If you don't wait for rigor to pass but put the rabbit straight into the freezer, then take it out and let it thaw 2 or 3 days it will pass the rigor stage and become floppy. I believe if you do this in brine it will work as well as if you did the brine soak first.


----------



## illinoisguy (Sep 4, 2011)

Sherryb, I think we are okay. We pretty much fry everything. What I so is bleed it and cut it up into the pieces I desire. I put about a 1.5 rabbits in each ziploc and it goes straight to the freezer. No time for rigor. Right before freezing the meat is soft and when thawed it is soft.


----------



## SherryB (Oct 10, 2012)

Arachyd, now thats an explanation we noobs can understand!

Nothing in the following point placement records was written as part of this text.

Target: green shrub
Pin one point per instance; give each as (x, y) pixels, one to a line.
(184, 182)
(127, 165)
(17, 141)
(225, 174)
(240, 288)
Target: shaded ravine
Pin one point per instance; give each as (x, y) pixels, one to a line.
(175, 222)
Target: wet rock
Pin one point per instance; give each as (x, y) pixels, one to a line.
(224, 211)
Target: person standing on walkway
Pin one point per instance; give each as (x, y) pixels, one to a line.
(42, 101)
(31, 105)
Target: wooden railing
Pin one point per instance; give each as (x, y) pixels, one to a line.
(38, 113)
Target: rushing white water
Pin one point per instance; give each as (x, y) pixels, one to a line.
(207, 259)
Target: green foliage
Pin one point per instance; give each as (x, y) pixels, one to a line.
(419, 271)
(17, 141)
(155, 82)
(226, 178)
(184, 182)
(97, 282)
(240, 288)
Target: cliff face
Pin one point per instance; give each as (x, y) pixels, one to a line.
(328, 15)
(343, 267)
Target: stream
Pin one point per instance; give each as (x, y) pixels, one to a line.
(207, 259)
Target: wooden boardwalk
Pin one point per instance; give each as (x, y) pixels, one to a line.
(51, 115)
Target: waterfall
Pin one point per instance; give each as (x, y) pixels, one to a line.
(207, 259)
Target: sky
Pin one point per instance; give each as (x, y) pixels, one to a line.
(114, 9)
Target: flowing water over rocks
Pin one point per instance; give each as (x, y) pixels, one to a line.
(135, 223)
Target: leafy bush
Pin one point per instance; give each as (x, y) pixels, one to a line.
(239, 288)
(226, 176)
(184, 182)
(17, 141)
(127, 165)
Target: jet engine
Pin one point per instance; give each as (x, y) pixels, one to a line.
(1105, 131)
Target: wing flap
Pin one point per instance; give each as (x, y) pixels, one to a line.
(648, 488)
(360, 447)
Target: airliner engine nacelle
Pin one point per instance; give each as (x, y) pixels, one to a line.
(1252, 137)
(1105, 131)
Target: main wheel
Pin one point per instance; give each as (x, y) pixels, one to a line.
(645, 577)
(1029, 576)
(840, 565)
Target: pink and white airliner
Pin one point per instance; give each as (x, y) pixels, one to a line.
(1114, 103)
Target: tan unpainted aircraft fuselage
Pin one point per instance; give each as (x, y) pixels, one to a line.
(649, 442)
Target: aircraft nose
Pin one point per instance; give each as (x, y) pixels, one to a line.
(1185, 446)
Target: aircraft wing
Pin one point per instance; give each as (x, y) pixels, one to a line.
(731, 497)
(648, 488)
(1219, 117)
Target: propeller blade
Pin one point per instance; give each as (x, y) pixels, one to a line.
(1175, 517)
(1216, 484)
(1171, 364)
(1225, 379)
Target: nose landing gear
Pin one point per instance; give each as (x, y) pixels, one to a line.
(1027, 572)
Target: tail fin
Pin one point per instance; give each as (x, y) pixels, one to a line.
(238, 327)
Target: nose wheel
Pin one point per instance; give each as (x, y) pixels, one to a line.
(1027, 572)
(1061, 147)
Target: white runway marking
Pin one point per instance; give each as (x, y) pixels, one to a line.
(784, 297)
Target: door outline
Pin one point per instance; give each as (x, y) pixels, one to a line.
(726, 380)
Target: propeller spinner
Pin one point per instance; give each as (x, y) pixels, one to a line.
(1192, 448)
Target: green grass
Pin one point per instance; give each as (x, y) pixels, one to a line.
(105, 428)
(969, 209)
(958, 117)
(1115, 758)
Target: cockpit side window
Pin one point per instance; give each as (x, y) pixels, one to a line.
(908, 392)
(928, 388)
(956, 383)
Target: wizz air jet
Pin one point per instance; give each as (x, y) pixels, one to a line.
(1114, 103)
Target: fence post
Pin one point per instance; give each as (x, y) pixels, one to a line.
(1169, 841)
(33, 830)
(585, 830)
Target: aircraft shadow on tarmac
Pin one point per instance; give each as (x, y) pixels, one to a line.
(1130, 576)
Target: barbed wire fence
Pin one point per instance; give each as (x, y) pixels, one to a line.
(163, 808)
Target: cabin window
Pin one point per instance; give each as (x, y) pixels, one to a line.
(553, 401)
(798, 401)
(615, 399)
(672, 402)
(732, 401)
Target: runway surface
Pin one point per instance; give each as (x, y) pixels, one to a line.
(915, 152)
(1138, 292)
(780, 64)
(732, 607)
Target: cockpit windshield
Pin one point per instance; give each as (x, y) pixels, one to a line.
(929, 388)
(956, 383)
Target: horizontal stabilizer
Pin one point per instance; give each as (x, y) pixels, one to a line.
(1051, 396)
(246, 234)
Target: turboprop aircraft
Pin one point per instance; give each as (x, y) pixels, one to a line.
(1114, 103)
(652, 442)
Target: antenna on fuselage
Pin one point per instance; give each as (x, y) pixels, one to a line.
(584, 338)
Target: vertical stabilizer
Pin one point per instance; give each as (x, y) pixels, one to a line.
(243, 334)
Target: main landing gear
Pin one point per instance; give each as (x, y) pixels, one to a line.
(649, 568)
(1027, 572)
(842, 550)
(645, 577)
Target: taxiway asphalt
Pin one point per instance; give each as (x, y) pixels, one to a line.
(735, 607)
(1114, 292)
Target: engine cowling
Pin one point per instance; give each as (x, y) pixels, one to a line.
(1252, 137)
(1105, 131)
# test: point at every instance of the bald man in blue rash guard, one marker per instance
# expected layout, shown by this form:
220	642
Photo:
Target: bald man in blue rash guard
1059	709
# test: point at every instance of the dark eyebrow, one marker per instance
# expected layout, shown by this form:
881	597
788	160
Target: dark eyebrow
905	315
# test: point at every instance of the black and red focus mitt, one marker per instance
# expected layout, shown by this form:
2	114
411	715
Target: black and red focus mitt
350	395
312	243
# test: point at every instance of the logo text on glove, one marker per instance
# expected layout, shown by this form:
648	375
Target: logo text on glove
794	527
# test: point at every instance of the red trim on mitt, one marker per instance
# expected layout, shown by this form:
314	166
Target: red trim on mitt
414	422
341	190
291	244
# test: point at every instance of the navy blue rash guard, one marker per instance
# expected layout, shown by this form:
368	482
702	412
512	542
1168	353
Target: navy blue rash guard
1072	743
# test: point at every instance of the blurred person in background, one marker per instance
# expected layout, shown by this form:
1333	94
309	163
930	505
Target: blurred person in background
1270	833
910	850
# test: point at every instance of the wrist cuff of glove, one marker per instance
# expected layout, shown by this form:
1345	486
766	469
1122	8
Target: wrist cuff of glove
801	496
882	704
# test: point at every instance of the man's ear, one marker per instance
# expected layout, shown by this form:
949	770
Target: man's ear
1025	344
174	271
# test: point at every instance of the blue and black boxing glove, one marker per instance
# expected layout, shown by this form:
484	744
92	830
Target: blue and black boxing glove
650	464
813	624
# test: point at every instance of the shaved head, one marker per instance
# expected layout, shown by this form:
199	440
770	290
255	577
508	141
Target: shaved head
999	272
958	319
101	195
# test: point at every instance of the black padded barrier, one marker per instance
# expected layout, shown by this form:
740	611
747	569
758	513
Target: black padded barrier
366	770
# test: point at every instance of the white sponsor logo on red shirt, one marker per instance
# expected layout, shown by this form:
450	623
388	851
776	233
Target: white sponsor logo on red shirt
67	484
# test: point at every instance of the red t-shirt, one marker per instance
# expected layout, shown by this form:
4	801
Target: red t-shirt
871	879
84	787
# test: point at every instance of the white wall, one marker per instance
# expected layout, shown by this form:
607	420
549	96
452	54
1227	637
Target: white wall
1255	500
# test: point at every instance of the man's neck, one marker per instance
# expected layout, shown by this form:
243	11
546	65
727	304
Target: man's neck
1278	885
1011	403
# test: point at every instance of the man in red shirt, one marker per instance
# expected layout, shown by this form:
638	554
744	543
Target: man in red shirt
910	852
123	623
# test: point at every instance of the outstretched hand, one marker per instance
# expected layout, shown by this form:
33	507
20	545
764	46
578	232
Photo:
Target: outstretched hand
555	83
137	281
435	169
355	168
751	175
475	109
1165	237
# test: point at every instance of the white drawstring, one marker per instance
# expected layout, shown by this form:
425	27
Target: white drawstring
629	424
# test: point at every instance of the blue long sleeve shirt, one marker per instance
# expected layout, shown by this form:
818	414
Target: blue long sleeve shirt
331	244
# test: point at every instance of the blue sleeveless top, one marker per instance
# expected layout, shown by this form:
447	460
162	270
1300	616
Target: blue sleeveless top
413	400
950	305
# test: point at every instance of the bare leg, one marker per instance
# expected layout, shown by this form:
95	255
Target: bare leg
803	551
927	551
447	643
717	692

Thank you very much....


----------



## spblademaker (Oct 8, 2013)

I brined Muscovy breasts for a week, changing the water twice, and plan on doing the same with the rabbits.


----------



## Caprice Acres (Mar 6, 2005)

I have never brined or rested any meat we produce on the farm. We've never rendered anything inedible.  I've never had any rabbit 'too tough' even old breeders that we fried up.


----------



## arachyd (Feb 1, 2009)

Mmmmmm muscovy. I used to brine ours when we had them. Delicious.


----------